Once used in a job, you can retrieve the job ID and then query any key’s current state from this operator:

final Configuration config = new Configuration();
config.setString(JobManagerOptions.ADDRESS, queryAddress);
config.setInteger(JobManagerOptions.PORT, queryPort);

final HighAvailabilityServices highAvailabilityServices =
      HighAvailabilityServicesUtils.createHighAvailabilityServices(
           config,
           Executors.newSingleThreadScheduledExecutor(),
           HighAvailabilityServicesUtils.AddressResolution.TRY_ADDRESS_RESOLUTION);

QueryableStateClient client = new QueryableStateClient(config, highAvailabilityServices);

final TypeSerializer<Long> keySerializer =
        TypeInformation.of(new TypeHint<Long>() {}).createSerializer(new ExecutionConfig());
final TypeSerializer<Tuple2<Long, Long>> valueSerializer =
        TypeInformation.of(new TypeHint<Tuple2<Long, Long>>() {}).createSerializer(new ExecutionConfig());

final byte[] serializedKey =
        KvStateRequestSerializer.serializeKeyAndNamespace(
                key, keySerializer,
                VoidNamespace.INSTANCE, VoidNamespaceSerializer.INSTANCE);

Future<byte[]> serializedResult =
        client.getKvState(jobId, "query-name", key.hashCode(), serializedKey);

// now wait for the result and return it
final FiniteDuration duration = new FiniteDuration(1, TimeUnit.SECONDS);
byte[] serializedValue = Await.result(serializedResult, duration);
Tuple2<Long, Long> value =
        KvStateRequestSerializer.deserializeValue(serializedValue, valueSerializer);

Note for Scala Users

Please use the available Scala extensions when creating the TypeSerializer instances. Add the following import:

import org.apache.flink.streaming.api.scala._

Now you can create the type serializers as follows:

val keySerializer = createTypeInformation[Long]
  .createSerializer(new ExecutionConfig)

If you don’t do this, you can run into mismatches between the serializers used in the Flink job and in your client code, because types like scala.Long cannot be caputured at runtime.

Configuration

The following configuration parameters influence the behaviour of the queryable state server and client. They are defined in QueryableStateOptions.

Server

  • query.server.enable: flag to indicate whether to start the queryable state server
  • query.server.port: port to bind to the internal KvStateServer (0 => pick random available port)
  • query.server.network-threads: number of network (event loop) threads for the KvStateServer (0 => #slots)
  • query.server.query-threads: number of asynchronous query threads for the KvStateServerHandler (0 => #slots).

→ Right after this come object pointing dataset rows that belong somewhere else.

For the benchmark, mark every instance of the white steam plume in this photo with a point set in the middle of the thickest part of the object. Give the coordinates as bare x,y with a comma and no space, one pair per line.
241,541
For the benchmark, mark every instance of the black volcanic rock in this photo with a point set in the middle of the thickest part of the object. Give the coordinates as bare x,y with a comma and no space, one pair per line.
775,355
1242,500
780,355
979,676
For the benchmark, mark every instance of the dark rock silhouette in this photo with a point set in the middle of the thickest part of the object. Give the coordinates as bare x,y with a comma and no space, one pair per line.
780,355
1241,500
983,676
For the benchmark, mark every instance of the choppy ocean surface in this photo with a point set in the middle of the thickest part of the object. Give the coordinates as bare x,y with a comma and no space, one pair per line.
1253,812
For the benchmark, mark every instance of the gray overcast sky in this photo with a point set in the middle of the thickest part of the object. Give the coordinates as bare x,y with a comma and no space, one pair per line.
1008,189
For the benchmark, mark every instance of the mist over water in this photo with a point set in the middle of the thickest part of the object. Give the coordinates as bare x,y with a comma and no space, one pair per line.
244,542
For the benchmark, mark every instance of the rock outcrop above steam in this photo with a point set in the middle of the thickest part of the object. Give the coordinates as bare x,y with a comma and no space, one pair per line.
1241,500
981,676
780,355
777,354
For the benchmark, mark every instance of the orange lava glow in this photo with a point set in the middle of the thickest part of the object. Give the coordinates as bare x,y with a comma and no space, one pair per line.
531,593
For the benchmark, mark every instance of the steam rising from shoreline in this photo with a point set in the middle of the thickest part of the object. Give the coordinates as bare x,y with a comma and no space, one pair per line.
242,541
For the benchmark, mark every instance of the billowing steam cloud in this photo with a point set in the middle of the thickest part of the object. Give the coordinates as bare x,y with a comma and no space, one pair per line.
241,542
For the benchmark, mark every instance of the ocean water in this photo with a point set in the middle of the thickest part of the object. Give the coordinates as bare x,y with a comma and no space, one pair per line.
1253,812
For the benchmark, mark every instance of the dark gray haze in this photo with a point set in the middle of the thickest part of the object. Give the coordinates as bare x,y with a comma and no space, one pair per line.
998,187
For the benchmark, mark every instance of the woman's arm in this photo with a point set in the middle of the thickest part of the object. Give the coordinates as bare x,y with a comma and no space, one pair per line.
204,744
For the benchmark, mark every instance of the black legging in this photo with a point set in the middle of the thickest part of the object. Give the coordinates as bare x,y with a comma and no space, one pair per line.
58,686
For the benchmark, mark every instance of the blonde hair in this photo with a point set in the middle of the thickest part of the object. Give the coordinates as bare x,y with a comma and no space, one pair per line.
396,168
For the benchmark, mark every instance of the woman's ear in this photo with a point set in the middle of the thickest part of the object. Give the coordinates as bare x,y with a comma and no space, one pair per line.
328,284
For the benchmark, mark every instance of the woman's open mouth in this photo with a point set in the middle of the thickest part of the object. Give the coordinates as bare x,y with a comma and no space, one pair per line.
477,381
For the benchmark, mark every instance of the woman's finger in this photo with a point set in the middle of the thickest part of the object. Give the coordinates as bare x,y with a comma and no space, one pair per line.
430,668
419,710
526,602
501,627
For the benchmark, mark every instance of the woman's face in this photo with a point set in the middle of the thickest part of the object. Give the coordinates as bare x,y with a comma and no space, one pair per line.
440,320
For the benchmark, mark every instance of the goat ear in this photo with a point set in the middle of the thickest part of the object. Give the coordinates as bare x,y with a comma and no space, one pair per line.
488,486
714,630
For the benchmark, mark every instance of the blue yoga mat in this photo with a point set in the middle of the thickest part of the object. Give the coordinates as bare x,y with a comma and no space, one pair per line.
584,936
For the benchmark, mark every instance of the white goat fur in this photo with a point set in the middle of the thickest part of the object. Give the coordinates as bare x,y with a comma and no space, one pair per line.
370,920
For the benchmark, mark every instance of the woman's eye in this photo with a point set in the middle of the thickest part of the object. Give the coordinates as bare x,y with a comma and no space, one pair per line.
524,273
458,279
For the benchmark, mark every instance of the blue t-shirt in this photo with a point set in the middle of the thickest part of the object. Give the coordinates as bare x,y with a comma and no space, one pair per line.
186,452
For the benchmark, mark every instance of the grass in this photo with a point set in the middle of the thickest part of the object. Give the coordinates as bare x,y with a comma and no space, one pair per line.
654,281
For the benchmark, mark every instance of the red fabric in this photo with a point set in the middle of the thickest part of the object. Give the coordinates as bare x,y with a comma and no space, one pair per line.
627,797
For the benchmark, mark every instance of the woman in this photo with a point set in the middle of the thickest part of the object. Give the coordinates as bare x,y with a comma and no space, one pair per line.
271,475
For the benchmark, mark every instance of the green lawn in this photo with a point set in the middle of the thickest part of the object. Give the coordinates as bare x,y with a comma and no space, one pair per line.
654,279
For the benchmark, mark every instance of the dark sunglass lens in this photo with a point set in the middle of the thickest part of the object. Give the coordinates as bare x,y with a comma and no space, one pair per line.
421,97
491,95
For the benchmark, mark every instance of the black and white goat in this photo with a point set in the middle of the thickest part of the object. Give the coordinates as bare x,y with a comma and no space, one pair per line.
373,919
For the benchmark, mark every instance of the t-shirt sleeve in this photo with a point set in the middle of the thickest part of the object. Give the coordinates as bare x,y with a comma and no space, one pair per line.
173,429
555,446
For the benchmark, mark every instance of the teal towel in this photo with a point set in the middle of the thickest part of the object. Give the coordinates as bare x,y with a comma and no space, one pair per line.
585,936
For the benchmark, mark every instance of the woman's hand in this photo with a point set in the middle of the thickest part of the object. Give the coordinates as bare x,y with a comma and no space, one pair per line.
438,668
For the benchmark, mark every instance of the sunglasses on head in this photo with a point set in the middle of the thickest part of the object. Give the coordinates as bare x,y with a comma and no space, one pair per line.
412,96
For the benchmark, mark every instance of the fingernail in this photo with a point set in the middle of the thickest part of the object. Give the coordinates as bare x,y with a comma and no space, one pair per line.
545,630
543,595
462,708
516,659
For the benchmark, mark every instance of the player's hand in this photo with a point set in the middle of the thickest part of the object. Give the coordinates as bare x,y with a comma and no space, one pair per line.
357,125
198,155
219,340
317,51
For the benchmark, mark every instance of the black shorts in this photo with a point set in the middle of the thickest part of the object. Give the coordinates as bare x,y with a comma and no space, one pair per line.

Client (QueryableStateClient)

  • query.client.network-threads: number of network (event loop) threads for the KvStateClient (0 => number of available cores)
  • query.client.lookup.num-retries: number of retries on location lookup failures
  • query.client.lookup.retry-delay: retry delay on location lookup failures (millis)

Limitations

  • The queryable state life-cycle is bound to the life-cycle of the job, e.g. tasks register queryable state on startup and unregister it on disposal. In future versions, it is desirable to decouple this in order to allow queries after a task finishes, and to speed up recovery via state replication.
  • Notifications about available KvState happen via a simple tell. In the future this should be improved to be more robust with asks and acknowledgements.
  • The server and client keep track of statistics for queries. These are currently disabled by default as they would not be exposed anywhere. As soon as there is better support to publish these numbers via the Metrics system, we should enable the stats.